At $work, we are looking to replace JSON encoding with another format, to increase encode/decode speed and required storage size.
Requirements, in order of importance for our use case, YMMV:
- no schema requirement: data is JSON-compatible, deeply nested in cases, but we don't have a schema to start from;
- smallest size: we store the objects in memory on Redis DB's, so size is the main factor;
- fast decode: we can trade slower encode speed for size, but decode should be fast;
- language support: stack is Perl, Go, and JavaScript.
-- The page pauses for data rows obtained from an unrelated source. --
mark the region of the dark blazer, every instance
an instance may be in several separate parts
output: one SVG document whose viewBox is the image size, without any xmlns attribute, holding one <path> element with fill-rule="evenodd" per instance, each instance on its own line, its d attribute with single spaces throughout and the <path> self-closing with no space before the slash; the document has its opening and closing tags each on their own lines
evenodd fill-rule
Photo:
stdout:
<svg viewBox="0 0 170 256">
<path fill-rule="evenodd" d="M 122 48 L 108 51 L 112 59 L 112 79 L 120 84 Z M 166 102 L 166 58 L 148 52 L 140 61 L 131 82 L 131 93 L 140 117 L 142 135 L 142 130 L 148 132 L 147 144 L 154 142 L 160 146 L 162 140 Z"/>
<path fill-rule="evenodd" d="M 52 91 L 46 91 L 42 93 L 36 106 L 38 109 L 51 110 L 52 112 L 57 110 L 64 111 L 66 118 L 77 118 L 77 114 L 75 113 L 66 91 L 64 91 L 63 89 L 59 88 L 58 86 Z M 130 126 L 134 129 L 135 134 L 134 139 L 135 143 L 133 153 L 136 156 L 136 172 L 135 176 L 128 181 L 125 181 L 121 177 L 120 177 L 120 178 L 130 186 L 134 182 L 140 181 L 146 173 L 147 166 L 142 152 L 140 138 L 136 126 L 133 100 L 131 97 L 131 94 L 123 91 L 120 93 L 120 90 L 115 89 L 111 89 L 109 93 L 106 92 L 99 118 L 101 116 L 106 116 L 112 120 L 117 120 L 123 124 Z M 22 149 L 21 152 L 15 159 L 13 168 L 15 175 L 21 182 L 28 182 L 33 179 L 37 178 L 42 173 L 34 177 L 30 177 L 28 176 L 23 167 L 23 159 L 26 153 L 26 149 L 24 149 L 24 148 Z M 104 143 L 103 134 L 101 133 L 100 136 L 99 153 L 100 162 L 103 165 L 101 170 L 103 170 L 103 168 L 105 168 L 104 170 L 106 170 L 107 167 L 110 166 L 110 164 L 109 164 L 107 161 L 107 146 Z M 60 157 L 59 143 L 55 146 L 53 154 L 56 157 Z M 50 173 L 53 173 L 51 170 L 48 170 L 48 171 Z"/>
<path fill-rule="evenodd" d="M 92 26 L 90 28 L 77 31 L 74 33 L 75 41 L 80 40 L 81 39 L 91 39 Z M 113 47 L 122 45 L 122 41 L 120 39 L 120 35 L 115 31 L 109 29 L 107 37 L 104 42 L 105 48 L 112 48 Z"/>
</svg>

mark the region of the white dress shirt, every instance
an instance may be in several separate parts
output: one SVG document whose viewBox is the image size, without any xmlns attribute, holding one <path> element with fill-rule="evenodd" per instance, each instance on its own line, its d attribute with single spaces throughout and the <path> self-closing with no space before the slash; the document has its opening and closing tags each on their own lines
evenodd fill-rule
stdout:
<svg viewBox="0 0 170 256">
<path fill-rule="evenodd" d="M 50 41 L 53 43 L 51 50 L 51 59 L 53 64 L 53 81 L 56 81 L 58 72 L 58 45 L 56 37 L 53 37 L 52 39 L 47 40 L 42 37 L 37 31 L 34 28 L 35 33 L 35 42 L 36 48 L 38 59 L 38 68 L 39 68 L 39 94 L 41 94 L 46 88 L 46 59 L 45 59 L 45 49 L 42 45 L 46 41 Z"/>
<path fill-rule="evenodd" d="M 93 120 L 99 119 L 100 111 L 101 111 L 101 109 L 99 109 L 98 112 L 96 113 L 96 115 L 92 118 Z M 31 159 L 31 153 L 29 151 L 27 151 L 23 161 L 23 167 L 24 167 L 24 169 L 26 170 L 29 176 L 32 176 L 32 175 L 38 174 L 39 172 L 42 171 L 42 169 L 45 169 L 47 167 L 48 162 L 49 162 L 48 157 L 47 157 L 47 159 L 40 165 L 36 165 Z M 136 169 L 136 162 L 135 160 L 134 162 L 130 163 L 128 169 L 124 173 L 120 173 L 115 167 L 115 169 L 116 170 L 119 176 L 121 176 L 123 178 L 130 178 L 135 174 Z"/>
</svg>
PHP is a plus, but not required.
We are testing msgpack, cbor, sereal, and others, but here I wanted to compare just sereal (the current forerunner) with the new VPack from ArangoDB project.
We used the sample files from VPack project tests/jsonSample/, and I took the best results for VPack from the Performance.md file, last column, VPack-c. Please note: we are only comparing size at the moment (it was enough for our use case, where size is more important, YMMV)
Please don't make this a "mine is better" competition, this is based on our criteria for our use case
If you find a bug on our methodology I would appreciate a note here or on @pedromelo.
Not that I want to start a battle "mine is smaller" or so, but for the sake of completeness we have added two more columns to our performance table, where we have taken the compact VPack version and run "gzip -9" and snappy compression respectively. This now allows a sensible comparison of compressed sereal with compressed VelocyPack.
See https://github.com/arangodb/velocypack/blob/master/Performance.md for details.
The reason why we have not put in compression into the VPack format itself is that for us the main advantage of VPack is that one can quickly access subvalues without parsing or deserialization. This is of course no longer possible after compression. On the other hand, if the aim is only compact storage, then one can easily put compression on top of VPack outside of the format specification.